According to court documents, Four Loko is a 24-proof fruit-flavored malt beverage that, at the time it was consumed by the victims in the lawsuits, also contained energy-boosting ingredients caffeine, taurine and guarana. Each 23.5-ounce can of Four Loko packed the equivalent alcohol content of four to six beers and the caffeine equivalent of two cups of coffee. In the lawsuits, the plaintiffs allege the energy-boosting ingredients masked the effect of the alcohol, preventing consumers from realizing how intoxicated they were becoming. The lawsuits also claim Four Loko led to riskier and more erratic behavior than drinking alcohol alone.

The circuit court had granted Selective Insurance’s motion to dismiss, because Phusion’s insurance policy includes a liquor liability exclusion that states the insurance does not apply to cases in which intoxication was the cause of or a contributing factor to bodily injury or property damage. Phusion appealed the decision, arguing these lawsuits fell outside the liquor liability exclusion because the plaintiffs argued it was the combination of energy boosters and alcohol that led to the injuries, not the alcohol alone.

“Phusion asserted that the underlying lawsuits were not based on liquor liability, but were based on ‘stimulant liability,’” the justices noted in their opinion. “According to Phusion, it was the addition of … stimulants that operated to desensitize the consumers of Four Loko to the symptoms of intoxication and caused them to act recklessly.”

Justice Reyes authored the opinion, with justices Gordon and Palmer concurring.
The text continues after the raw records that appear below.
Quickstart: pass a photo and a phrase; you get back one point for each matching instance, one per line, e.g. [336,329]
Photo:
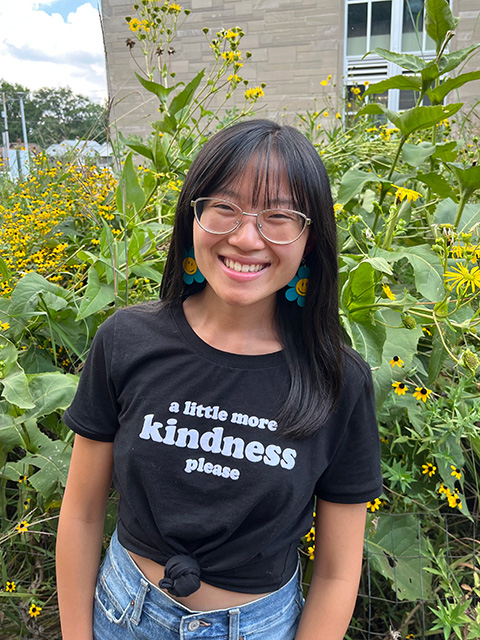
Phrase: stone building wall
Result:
[295,46]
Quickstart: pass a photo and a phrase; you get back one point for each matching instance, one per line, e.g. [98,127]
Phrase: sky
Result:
[53,43]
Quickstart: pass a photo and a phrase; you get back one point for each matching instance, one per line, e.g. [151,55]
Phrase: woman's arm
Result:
[339,532]
[80,532]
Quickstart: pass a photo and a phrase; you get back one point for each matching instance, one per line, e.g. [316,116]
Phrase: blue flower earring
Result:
[297,287]
[191,272]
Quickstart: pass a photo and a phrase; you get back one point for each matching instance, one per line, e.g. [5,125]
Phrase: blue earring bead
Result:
[297,287]
[191,272]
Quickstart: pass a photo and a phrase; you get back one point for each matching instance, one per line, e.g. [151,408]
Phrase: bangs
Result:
[270,163]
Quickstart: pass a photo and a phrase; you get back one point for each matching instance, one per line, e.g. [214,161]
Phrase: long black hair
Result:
[311,337]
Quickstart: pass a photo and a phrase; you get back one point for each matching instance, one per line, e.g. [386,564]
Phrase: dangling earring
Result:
[297,288]
[191,273]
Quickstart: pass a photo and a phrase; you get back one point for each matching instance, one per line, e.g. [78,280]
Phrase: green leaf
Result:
[446,151]
[353,182]
[50,392]
[469,179]
[97,296]
[420,118]
[438,184]
[185,96]
[438,94]
[141,149]
[413,83]
[144,270]
[416,154]
[378,109]
[428,270]
[159,90]
[439,20]
[404,60]
[367,339]
[393,551]
[25,296]
[129,191]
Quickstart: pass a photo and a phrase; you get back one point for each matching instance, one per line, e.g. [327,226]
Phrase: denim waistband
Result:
[148,598]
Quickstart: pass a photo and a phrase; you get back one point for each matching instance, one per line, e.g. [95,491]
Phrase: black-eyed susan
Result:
[455,472]
[375,505]
[396,360]
[388,292]
[461,277]
[422,393]
[429,468]
[400,388]
[22,526]
[34,610]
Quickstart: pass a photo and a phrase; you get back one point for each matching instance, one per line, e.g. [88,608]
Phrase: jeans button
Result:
[193,625]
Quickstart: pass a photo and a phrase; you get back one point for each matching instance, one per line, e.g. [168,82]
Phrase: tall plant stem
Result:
[461,207]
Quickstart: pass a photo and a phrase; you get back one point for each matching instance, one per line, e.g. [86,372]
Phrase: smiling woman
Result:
[226,411]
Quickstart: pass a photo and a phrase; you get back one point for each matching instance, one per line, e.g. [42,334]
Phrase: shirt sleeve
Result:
[354,474]
[94,411]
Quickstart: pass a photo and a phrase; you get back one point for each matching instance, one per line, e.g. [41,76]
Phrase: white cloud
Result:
[42,50]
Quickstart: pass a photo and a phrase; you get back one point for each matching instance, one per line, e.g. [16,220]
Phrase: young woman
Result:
[224,411]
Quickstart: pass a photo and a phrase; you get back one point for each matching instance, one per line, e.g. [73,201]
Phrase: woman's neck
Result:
[243,330]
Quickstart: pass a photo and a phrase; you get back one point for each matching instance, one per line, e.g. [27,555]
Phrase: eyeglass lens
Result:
[220,216]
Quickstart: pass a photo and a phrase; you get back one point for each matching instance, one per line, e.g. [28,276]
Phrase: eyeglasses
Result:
[280,226]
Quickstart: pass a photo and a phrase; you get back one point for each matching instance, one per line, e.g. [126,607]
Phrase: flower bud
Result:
[470,360]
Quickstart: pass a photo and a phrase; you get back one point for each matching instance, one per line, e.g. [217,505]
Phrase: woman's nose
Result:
[247,236]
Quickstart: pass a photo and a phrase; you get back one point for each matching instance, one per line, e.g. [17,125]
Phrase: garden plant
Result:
[78,242]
In court documents, Selective had pointed to a federal district court ruling in a similar case in which another of Phusion’s insurers, Netherlands Insurance Co., also refused to indemnify the company against litigation that fell under the liquor liability exclusion. In that case, the court found “the presence of energy stimulants in an alcoholic drink has no legal effect on the applicability of a liquor liability exclusion.” The federal court found the effects of the alcohol and stimulants were intertwined and could not be considered separate from one another, an argument upheld by the state appellate court.

“The addition of caffeine, guarana and taurine to an alcoholic beverage does not have a legal effect on the applicability of the liquor liability exclusion,” the appellate justices wrote.

Though Phusion made a number of arguments citing case law in which insurance companies were required to indemnify clients, the court ruled that none of those cases were applicable to the case at hand. According to the court’s opinion, a plain reading of the allegations in the lawsuits and a plain reading of the insurance policy make it “clear and unambiguous” that the suits fall within the liquor liability exclusion.

Phusion was represented in the action by the firm of Reed Smith, of Chicago, while Selective was defended by the firm of Hinshaw Culbertson, also of Chicago.